Он вдруг прикрыл их ладонью, словно ребенок. Нужно будет потом поинтересоваться, сколько плюшевых мишек он держит на своей кроватке. Не люблю таких вот инфантильных дурачков, у них что-то не то с чувством ответственности. Один раз в Афгане на моих глазах такой красавчик подставил взвод под кинжальный огонь «духов», а когда мы вытащили тех, кто еще уцелел, написал в рапорте, что его приказ был неверно исполнен. И он не прятался от ответственности, он действительно так считал!
В машине он попытался закурить, но я выдернул сигарету из его пальцев. Они были такими нежными, такими слабенькими и – вы не поверите – надушенными, что сразу хотелось поинтересоваться, какими подгузничками он предпочитает пользоваться.
– Значит, так, – я решил, что очень давить не нужно, но никакого кривляния я не позволю, – Веточку убили. И ты должен мне помочь, потому что всем известно, ты к ней подгребал. Ну?

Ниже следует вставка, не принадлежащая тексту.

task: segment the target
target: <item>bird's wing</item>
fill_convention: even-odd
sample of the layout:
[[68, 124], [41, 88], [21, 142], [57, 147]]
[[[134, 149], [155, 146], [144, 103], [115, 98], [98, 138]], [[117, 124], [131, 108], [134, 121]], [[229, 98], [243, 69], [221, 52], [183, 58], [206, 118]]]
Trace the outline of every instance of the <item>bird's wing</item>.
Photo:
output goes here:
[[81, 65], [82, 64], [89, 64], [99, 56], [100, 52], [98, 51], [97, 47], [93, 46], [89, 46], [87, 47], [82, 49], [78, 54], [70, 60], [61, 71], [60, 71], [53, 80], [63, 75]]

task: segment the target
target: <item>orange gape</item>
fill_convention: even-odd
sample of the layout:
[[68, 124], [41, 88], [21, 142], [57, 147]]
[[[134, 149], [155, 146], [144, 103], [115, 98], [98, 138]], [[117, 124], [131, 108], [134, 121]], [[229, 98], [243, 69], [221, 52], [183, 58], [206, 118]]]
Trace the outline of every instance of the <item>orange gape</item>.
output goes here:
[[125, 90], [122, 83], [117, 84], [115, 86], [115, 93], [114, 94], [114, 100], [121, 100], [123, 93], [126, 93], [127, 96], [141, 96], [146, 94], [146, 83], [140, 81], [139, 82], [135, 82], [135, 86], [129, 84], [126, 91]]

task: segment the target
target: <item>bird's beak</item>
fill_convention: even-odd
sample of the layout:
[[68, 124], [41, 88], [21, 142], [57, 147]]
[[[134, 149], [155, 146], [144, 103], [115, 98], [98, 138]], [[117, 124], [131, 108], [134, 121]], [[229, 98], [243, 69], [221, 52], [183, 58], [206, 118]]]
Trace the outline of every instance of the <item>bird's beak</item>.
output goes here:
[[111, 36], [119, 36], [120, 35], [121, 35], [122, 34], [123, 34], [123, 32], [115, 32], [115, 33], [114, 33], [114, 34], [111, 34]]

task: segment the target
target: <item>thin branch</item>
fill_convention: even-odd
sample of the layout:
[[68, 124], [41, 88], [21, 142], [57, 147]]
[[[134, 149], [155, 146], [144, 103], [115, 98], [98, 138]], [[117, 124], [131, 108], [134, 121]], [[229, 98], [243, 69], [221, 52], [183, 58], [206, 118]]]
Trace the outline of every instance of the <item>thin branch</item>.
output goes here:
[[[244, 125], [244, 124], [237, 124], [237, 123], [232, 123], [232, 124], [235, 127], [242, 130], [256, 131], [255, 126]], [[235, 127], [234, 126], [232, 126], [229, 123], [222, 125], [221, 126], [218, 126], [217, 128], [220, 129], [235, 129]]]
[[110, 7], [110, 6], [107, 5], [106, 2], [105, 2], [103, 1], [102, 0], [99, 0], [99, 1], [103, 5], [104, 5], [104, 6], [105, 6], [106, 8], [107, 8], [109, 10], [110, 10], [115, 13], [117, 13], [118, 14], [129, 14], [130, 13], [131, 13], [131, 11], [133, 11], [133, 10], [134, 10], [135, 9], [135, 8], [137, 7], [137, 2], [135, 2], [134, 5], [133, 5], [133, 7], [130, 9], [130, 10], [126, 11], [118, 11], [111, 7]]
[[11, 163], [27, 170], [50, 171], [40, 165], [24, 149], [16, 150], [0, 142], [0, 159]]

– Я не совсем подгребал к ней, – у него хватило духу возражать. – Я просто дружески помогал…
– О чем вы чаще всего разговаривали?
– О ценности информации в нынешнем мире. И о расценках на нее на мировом рынке.
Да, журналистка-фанат могла думать об этом. Но что мог знать об этом такой валуй, как мой собеседник? Я спросил его об этом.